Segunda ronda: detalles. ¿El diálogo suena como hablan personas reales? ¿La atmósfera de la escena coincide con el registro emocional de la trama? ¿Demasiada descripción -- o insuficiente?

Tercera ronda: ritmo. Frases largas alternando con cortas, los acentos moviéndose, la cadencia -- ¿se lee fluido? ¿Hay palabras sobrantes colgando como hilos sueltos en una camisa? ¿Algún punto donde el ojo tropiece?

Más rondas siguen. Hasta que el texto, al leerlo, ya no se siente como algo que él escribió. Se siente como algo que creció por su cuenta.

Qué llevarse de los hábitos de Murakami

No hace falta despertarse a las cuatro. No hace falta correr maratones. No hace falta amputar la vida social.

El sistema de Murakami es extremo. Pero tres piezas se pueden desmontar y encajar en la rutina de cualquier persona.

Un bloque de tiempo fijo. No tiene que ser largo. Cuarenta minutos basta. Una hora basta. La palabra clave es "fijo." Que el cerebro aprenda: en esta ventana, escribimos. Sin revisar el teléfono, sin responder mensajes, sin "déjame atender primero este correo." Un umbral tan bajo que no cruzarlo dé vergüenza es el único umbral que se mantiene en pie.

Mantenimiento del cuerpo. La escritura a largo plazo funciona con condición física de base, no con fuerza de voluntad. Correr es opcional. Caminar cuenta. Yoga cuenta. Cualquier cosa que ponga el cuerpo en movimiento. Levantarse después de dos horas, caminar diez minutos, y el cerebro que vuelve a la silla será otro.

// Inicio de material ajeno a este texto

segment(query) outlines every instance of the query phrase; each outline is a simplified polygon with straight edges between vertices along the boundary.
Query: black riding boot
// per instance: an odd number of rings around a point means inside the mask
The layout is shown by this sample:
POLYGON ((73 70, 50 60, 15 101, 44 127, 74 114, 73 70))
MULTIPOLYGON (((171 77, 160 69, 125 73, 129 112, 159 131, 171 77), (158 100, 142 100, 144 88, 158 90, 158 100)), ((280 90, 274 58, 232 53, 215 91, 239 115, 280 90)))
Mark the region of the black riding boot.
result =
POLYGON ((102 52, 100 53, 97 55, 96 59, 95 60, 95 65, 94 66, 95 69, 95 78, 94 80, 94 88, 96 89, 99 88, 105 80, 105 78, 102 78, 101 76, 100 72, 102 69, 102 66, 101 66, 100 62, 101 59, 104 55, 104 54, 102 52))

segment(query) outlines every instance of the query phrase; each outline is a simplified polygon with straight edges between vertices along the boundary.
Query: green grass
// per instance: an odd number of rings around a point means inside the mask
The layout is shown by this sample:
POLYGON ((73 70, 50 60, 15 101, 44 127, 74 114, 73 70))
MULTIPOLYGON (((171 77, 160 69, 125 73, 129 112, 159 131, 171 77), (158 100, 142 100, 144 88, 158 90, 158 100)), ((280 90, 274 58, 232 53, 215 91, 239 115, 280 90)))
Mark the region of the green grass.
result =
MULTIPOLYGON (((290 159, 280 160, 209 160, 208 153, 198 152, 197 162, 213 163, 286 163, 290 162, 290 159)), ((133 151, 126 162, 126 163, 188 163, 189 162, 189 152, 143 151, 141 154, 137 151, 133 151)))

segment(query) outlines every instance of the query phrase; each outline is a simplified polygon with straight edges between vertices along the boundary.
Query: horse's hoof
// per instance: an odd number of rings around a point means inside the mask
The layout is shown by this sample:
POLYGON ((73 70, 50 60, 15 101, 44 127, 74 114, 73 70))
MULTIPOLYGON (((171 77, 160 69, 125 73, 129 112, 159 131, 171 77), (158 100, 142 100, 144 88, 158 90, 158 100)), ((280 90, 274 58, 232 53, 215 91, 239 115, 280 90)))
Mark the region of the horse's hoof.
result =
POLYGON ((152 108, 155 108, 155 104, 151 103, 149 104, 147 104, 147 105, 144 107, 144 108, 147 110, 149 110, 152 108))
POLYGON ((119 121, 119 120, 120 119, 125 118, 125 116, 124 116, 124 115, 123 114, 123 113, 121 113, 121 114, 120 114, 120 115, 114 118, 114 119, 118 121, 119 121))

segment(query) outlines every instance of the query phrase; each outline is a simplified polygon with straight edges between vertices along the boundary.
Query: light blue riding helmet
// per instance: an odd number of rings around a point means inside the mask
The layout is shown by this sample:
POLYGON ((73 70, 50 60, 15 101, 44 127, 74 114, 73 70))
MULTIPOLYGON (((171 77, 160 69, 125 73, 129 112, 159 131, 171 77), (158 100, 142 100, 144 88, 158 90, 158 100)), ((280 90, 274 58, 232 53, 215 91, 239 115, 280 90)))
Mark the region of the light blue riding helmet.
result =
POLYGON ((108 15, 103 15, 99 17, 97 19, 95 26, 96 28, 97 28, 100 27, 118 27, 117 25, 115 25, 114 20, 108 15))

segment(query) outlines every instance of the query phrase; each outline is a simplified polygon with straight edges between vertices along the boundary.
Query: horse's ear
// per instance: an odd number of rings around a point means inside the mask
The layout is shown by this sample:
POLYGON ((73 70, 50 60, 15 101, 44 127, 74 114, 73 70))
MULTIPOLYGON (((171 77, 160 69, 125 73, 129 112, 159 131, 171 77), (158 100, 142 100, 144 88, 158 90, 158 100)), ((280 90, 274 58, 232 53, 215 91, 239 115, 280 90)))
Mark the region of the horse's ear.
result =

No esperar la inspiración. Esta es la frase más importante de los cuarenta años de carrera de Murakami: sentarse y escribir. Días buenos, escribir más. Días malos, escribir menos. Pero siempre -- escribir. Lo que salga tal vez no sea suficientemente bueno. No importa. La revisión se encargará. Pero si no se escribe nada, no existe nada. Ni siquiera la oportunidad de revisar.

"No soy un velocista. Soy un corredor de larga distancia."

La escritura es un maratón. No hace falta correr más rápido. Solo llegar a la meta.